I got back on trail late the next day. I debated for awhile if I was gonna go 18 miles or 23. 18 miles would put me on track to get to Snoqualmie by early evening on the 31st for a job interview and to enjoy my last night in a bed during the hike. 23 miles would put me on track, and then some and also let me sleep in a cozy ski cabin for the night. I figured I’d see how fast I covered the miles and play it by ear, something I was happy to be able to do hiking solo. By 8PM I got to the cabin right as the sun was setting. I happily made pancakes for my friends there before dozing off to sleep by a warm fire.
The following day I was already back to dreaming about town. Snoqualmie was only a day and a half away but it felt like ages. I lost the group I was hiking with when I decided to setup camp before then. I was happy though, it started raining right as they walked past me. I sat in my tent that night watching the news on my phone trying to catch-up with the world.
I’d get to Snoqualmie on Tuesday the 31st, it was a wet and rainy day, I couldn’t have been anymore excited that I had booked a room at the Summit Inn for the night. I spent that evening dry; doing job interviews, eating pizza, sipping local beer and watching movies (thank you to everyone who donated to the Dirt Bag Fund a week or two ago, you made this dream a reality). It was exactly what I needed to get me ready for the final 250 miles of trail.
On the 1st I hit trail later in the day but still covered some good miles. The climb out of Snoqualmie was the first BIG climb I’d had in awhile. It would come to be the standard of northern Washington, big climbs and big descents. The trail went straight up and then straight down every valley that it could. The days of simple ridge walks or wandering along a valley floor for a bit were over. To get 25 miles in a day now meant 6,000’ of climbing a day.
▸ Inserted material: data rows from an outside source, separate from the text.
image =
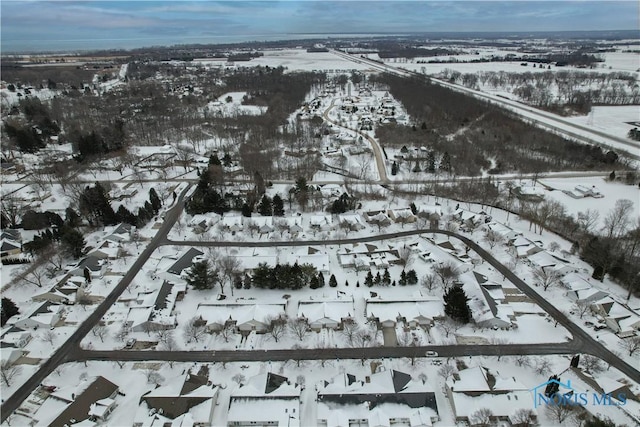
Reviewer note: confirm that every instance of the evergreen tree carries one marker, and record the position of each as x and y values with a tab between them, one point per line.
156	203
403	279
394	168
445	163
278	205
8	309
72	219
246	210
72	242
332	281
431	161
314	284
369	279
124	215
321	281
412	277
386	277
201	276
456	306
265	207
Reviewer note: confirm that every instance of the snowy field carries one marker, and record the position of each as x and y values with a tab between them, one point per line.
612	191
301	60
614	120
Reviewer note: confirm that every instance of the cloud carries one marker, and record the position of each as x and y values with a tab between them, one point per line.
171	22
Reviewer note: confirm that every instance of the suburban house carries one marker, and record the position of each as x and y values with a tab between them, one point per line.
326	314
385	398
524	247
487	302
267	399
155	310
45	315
187	400
418	311
477	388
96	266
245	316
353	220
15	338
9	247
92	401
403	216
185	261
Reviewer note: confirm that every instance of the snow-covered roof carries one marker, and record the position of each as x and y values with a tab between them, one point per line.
335	310
411	309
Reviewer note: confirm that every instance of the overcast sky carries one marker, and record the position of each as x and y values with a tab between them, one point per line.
60	25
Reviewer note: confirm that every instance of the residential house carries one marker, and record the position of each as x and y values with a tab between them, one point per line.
326	314
403	216
185	261
487	302
476	388
189	399
417	311
245	316
92	401
45	315
267	399
384	398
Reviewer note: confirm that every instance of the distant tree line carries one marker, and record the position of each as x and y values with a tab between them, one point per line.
472	131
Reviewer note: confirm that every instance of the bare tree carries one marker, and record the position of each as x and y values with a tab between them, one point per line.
631	345
362	338
123	333
299	327
35	273
559	412
153	376
542	366
449	325
277	327
524	418
592	364
48	336
523	360
228	266
194	329
546	277
238	378
493	238
8	372
100	331
349	328
617	220
446	370
227	331
481	417
588	220
430	282
162	335
581	307
448	273
405	255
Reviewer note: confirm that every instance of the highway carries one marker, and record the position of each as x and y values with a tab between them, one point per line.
541	118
The views were beautiful in this section. Each valley was different, some were lush and green, others harsh and rocky. The challenge made sense, you couldn’t get to see this beauty and finish the trail easy. There had to be a final hurdle. I was lucky to spend some of those miles with Fullmoon, Prime Time and Skippy. They were an unsuspecting group that I sort of flung myself into at Snoqualmie but they seemed happy to have me along once I made them pancakes.
Before I knew it I had found my way to Steven’s Pass. That last day in I’d seen 3 bears, it made the miles seem a little longer than they should have. I was lucky to be able to get my package on time and continue quickly back out onto the trail into Glacier Peak Wilderness. I wanted nothing more the past few days then to be in Stehekin, on the precipice of finishing this grand journey and mighty challenge that’s taken me four months to complete. So close and so tired.
The PCT stands for the Pacific Crest Trail, a 2,653 route extending from Mexico to Canada along the west coast of the United States. Every year several thousands attempt it and only a few hundred finish.